I'm standing on the ledge of a building downtown, my back toward the open air, which is the only thing between me and the design on the plaza below that, from 30 floors up, looks suspiciously like a target.
"Lean back," Brian says.
Sure, why not? That's why I'm here.
I'm rappelling down the SandRidge Building in Oklahoma City for a good cause. Because it's a blast. And, oh yeah, to help publicize an event that benefits Special Olympics Oklahoma. Today, more than two dozen other people, each of whom raised at least $1,200 in donations for the organization, will get to do the same thing. About the same number of people will rappel down the Hard Rock Hotel in Tulsa.

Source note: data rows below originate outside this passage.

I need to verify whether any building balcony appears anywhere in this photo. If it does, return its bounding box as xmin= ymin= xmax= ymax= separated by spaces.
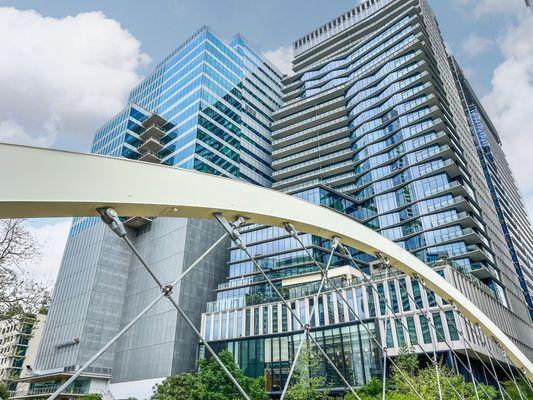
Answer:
xmin=139 ymin=138 xmax=163 ymax=153
xmin=468 ymin=262 xmax=500 ymax=280
xmin=139 ymin=124 xmax=166 ymax=141
xmin=143 ymin=114 xmax=168 ymax=128
xmin=9 ymin=385 xmax=88 ymax=399
xmin=139 ymin=151 xmax=161 ymax=164
xmin=124 ymin=216 xmax=152 ymax=229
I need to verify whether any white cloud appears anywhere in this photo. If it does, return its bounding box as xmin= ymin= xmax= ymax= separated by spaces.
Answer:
xmin=474 ymin=0 xmax=528 ymax=18
xmin=263 ymin=46 xmax=293 ymax=75
xmin=0 ymin=7 xmax=149 ymax=150
xmin=27 ymin=218 xmax=72 ymax=284
xmin=450 ymin=0 xmax=527 ymax=19
xmin=461 ymin=33 xmax=494 ymax=57
xmin=483 ymin=13 xmax=533 ymax=214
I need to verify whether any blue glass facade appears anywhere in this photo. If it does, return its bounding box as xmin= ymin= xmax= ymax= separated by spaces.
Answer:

Over The Edge, a Canadian company that helps people who know nothing about rappelling do it off large buildings, was conducting this event. "They've done this event with other Special Olympics programs throughout the country," said Derek Cain, development director of Special Olympics Oklahoma. "They had some very successful events so we decided to try it here in Oklahoma."
Dangling 300 feet up
A few participants made large donations themselves to be included in the event, which raised $88,000. But most did it the old-fashioned way, collecting from co-workers, family and "BFFs."
"Most people are using their social networks to get to that level," Cain said.
As a member of the media, my contribution to the Special Olympics consisted of showing up. It's a beautiful day, and I'm not passing up an opportunity to dangle more than 300 feet above solid concrete from a building on the same day an earthquake shook buildings in Oklahoma. Besides, after the first 40 feet or so, it doesn't matter how high you are. If you fall, you get the same result.